Royal Caribbean International CEO Michael Bayley posted on Facebook on July 23, "We will continue to voluntarily follow all CDC guidelines and recommendations." 

The CDC also said Tuesday, "The CSO's public health measures -- informed by the best available public health science and developed with input from cruise industry colleagues -- represents the most effective way of continuing to protect the public's health" and that the CDC "remains committed to working with the cruise industry and seaport partners to ensure that the resumption of cruise ship passenger operations are conducted in a way that protects crew members, passengers and port personnel, particularly with emerging Covid-19 variants of concern."

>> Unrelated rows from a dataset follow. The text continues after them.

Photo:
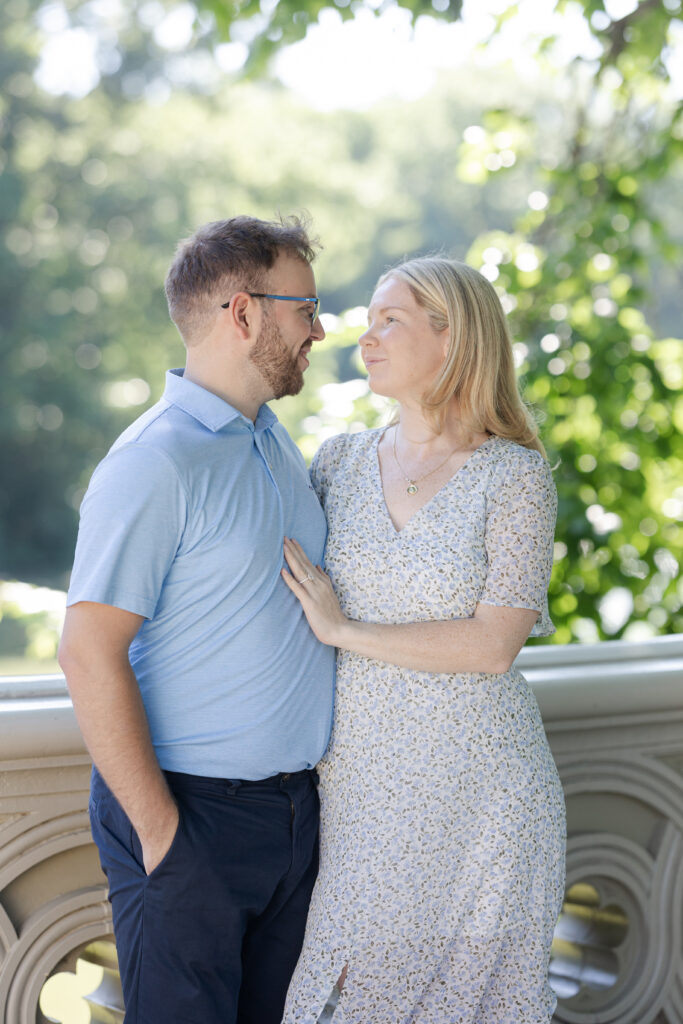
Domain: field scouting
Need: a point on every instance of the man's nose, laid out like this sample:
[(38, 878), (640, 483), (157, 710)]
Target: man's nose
[(316, 330)]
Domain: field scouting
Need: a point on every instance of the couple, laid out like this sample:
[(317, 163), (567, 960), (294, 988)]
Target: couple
[(199, 649)]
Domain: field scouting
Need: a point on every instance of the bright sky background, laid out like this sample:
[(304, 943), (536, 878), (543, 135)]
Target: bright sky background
[(351, 64)]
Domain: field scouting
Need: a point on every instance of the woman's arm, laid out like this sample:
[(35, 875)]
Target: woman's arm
[(488, 641)]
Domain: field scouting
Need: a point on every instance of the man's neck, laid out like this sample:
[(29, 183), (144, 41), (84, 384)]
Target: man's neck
[(236, 392)]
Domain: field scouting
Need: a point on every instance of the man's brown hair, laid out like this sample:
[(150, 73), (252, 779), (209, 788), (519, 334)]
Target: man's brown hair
[(225, 256)]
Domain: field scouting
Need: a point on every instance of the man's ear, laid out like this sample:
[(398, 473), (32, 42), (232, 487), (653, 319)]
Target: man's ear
[(242, 313)]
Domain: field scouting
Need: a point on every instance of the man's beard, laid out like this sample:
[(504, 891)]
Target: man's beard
[(276, 365)]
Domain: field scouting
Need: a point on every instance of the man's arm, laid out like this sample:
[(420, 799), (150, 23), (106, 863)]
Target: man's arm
[(93, 654)]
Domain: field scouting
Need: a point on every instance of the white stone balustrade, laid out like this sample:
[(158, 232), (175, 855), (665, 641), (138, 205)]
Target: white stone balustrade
[(613, 714)]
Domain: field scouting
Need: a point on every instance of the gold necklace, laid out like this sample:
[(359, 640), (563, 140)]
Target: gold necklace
[(412, 487)]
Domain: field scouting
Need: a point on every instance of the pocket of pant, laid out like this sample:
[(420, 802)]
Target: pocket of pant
[(169, 856)]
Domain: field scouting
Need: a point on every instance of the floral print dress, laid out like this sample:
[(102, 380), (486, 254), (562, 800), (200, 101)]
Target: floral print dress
[(442, 826)]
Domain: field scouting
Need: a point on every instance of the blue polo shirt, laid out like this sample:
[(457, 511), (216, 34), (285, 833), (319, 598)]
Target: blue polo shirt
[(183, 523)]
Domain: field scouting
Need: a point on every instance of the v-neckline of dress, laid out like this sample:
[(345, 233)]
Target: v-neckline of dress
[(377, 470)]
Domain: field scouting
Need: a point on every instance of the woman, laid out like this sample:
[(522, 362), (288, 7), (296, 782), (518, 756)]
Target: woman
[(442, 816)]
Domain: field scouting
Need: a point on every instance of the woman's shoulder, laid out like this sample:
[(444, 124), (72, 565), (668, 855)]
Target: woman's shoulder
[(511, 460), (514, 454)]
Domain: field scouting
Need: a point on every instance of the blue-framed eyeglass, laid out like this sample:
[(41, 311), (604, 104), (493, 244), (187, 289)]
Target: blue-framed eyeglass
[(285, 298)]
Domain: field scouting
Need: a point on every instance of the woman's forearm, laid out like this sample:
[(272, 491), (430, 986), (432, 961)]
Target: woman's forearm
[(488, 641)]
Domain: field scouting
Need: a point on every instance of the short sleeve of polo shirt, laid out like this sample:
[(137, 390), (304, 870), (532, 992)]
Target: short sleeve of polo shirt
[(132, 518)]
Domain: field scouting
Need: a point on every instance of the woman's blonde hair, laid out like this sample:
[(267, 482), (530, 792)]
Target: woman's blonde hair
[(479, 369)]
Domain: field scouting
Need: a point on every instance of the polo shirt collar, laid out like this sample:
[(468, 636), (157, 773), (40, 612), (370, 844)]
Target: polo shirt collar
[(212, 412)]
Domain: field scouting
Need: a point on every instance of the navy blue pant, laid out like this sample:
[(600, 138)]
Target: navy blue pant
[(212, 934)]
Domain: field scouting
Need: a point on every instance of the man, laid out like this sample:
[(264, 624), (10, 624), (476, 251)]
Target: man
[(203, 695)]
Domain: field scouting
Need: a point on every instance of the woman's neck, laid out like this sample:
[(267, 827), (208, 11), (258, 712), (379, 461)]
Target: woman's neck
[(416, 430)]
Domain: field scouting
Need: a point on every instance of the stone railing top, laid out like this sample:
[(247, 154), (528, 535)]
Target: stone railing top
[(571, 682)]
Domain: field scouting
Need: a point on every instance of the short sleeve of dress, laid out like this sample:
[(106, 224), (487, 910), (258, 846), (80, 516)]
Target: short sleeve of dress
[(521, 510), (132, 518), (325, 465)]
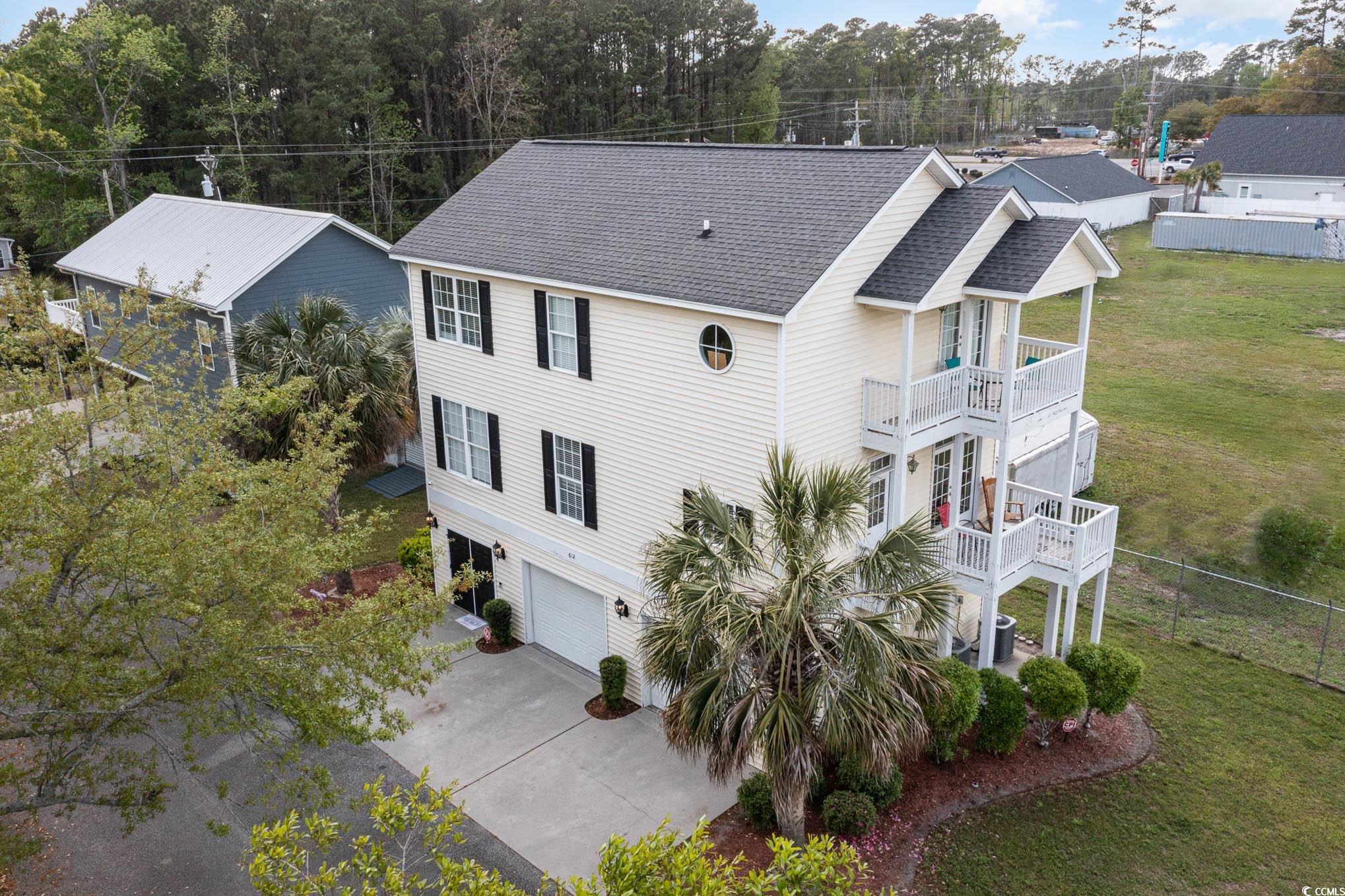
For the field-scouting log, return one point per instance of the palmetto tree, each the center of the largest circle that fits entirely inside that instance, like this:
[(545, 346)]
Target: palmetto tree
[(754, 629), (1207, 178), (346, 360)]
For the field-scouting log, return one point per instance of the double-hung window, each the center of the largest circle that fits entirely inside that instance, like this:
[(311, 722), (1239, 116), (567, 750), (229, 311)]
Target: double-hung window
[(950, 331), (562, 333), (880, 475), (570, 478), (457, 309), (467, 441), (206, 343)]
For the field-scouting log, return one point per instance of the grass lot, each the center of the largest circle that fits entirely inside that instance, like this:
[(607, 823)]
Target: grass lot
[(408, 514), (1246, 796), (1214, 399)]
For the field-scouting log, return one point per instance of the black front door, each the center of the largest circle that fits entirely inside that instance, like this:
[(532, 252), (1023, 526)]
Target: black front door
[(461, 550)]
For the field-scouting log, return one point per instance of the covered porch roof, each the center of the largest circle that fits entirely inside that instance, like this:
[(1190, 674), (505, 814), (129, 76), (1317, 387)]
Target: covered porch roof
[(1041, 257)]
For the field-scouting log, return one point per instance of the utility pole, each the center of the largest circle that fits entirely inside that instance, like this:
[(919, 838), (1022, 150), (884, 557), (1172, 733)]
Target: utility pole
[(855, 123), (209, 185), (1149, 123), (107, 194)]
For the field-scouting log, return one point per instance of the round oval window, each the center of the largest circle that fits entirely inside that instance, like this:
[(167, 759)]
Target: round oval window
[(716, 348)]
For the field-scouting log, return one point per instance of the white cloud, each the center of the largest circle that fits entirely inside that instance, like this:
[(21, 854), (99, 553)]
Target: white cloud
[(1024, 15), (1214, 51)]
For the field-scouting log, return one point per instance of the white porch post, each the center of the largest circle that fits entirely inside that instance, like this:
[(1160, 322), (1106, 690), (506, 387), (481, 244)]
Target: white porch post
[(990, 603), (902, 474), (1067, 637), (1048, 639), (1099, 603), (1084, 323)]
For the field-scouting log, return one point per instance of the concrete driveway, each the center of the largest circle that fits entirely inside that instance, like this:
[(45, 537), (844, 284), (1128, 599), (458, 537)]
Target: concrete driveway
[(536, 770)]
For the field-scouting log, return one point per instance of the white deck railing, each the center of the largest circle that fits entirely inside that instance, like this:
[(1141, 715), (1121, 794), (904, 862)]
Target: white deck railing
[(1041, 538), (65, 313), (1055, 375)]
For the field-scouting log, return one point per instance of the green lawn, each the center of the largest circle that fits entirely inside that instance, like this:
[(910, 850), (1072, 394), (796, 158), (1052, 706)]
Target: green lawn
[(1214, 399), (1246, 796), (407, 515)]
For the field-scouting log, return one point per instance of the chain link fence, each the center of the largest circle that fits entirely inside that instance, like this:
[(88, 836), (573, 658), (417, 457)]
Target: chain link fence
[(1247, 619)]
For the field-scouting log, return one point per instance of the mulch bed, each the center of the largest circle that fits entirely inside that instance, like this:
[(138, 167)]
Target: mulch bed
[(496, 647), (597, 708), (931, 794)]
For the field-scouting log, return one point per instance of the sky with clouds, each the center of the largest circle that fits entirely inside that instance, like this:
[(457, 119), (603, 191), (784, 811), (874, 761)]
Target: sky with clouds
[(1070, 28)]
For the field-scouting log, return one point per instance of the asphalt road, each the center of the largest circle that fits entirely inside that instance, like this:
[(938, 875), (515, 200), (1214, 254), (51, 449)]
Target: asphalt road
[(174, 854)]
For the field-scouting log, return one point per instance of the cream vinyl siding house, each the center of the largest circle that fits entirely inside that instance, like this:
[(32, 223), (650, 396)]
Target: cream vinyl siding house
[(834, 272)]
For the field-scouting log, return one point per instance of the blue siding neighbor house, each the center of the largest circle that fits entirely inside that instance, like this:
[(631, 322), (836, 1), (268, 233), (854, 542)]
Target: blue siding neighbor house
[(248, 257)]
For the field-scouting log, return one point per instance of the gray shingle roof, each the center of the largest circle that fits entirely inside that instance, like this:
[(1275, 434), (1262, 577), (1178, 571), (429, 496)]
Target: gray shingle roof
[(627, 216), (1084, 178), (1303, 146), (933, 243), (1024, 253)]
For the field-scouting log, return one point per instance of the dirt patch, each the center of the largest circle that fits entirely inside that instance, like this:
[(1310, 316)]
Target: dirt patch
[(597, 708), (496, 647), (933, 794)]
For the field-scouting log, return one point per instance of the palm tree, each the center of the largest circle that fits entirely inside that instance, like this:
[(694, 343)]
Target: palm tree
[(346, 360), (1207, 178), (1185, 178), (754, 629)]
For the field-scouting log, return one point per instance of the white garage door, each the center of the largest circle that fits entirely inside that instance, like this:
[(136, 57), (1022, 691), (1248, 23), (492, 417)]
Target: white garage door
[(568, 619)]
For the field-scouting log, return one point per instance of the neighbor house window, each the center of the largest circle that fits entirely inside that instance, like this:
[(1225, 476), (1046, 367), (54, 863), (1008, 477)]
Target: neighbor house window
[(570, 478), (950, 331), (206, 343), (467, 441), (564, 335), (880, 474), (716, 348), (457, 309)]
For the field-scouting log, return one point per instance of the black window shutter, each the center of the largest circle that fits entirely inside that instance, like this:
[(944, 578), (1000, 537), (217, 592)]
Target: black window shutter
[(544, 354), (492, 424), (483, 294), (428, 295), (581, 330), (589, 486), (439, 433), (549, 471)]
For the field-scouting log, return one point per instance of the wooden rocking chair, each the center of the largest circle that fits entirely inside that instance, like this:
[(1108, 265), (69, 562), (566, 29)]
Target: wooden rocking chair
[(1014, 510)]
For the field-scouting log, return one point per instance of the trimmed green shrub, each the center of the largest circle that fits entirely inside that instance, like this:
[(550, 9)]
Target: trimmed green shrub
[(847, 814), (756, 802), (500, 616), (882, 790), (1004, 713), (1055, 691), (954, 712), (1110, 674), (1289, 542), (416, 555), (612, 672)]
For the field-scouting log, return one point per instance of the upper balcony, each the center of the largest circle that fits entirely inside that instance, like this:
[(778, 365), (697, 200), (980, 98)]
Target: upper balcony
[(65, 313), (1048, 381), (1040, 540)]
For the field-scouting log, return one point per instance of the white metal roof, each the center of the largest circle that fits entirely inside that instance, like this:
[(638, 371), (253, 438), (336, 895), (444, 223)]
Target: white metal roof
[(232, 244)]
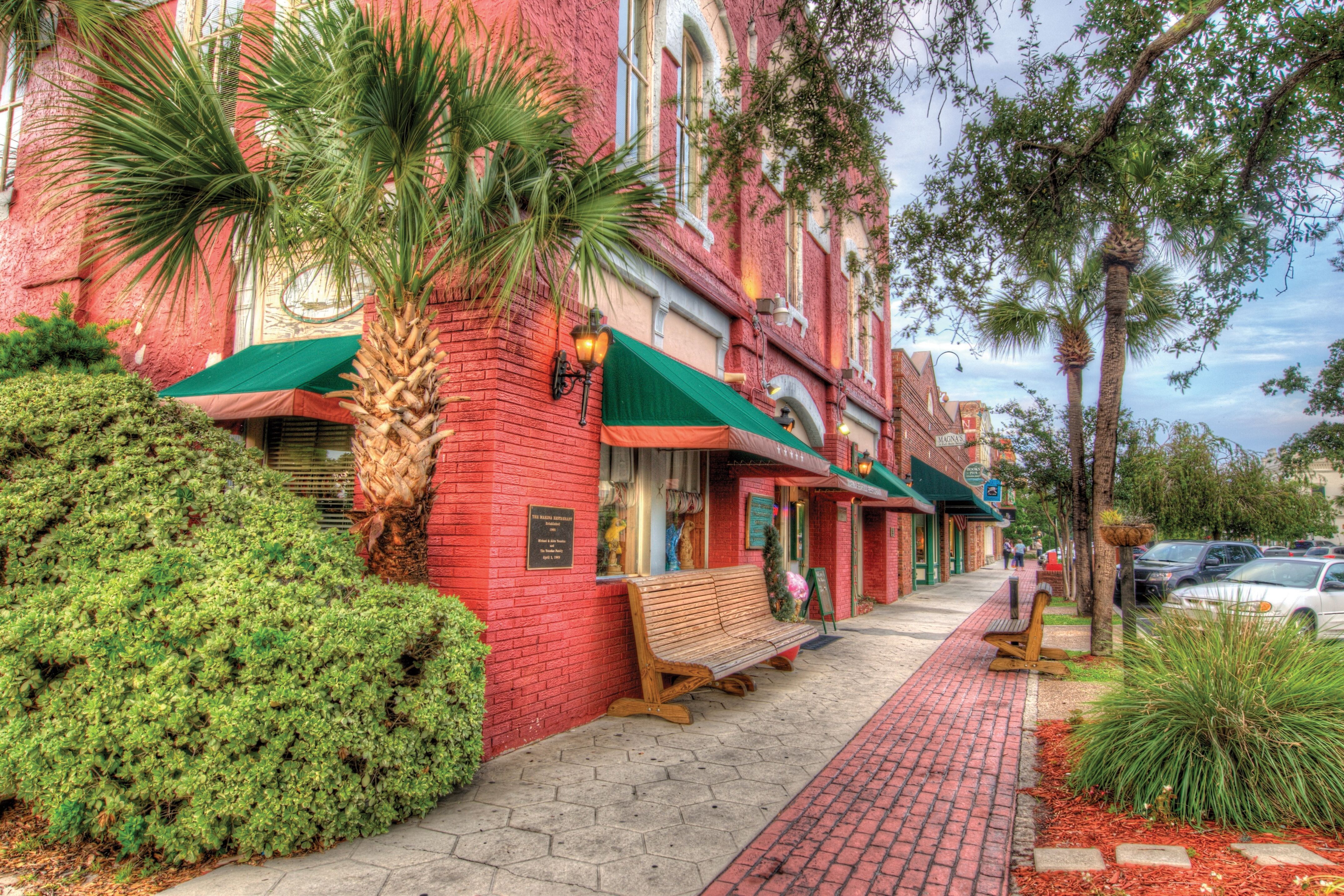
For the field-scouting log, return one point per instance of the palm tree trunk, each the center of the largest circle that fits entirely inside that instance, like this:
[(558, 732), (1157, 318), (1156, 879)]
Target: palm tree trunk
[(1122, 253), (397, 408), (1078, 485)]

Florida Gov. Ron DeSantis had earlier said of the latest court ruling, "The importance of this case extends beyond the cruise industry. From here on out, a federal bureau will be on thin legal and constitutional ice if and when it attempts to exercise such sweeping authority that is not explicitly delineated by law."

Florida's case against the CDC to overturn the Conditional Sailing Order has been decided and overturned several times since a judge in June sided with Florida, granting a temporary injunction against the order. The CDC appealed that ruling on July 6, and a federal appeals court sided with the CDC, saying it could indeed enforce the Conditional Sailing Order in Florida. But it didn't take long for the Eleventh Circuit Court to reverse that decision, which happened July 23, shortly after Florida appealed to the U.S. Supreme Court.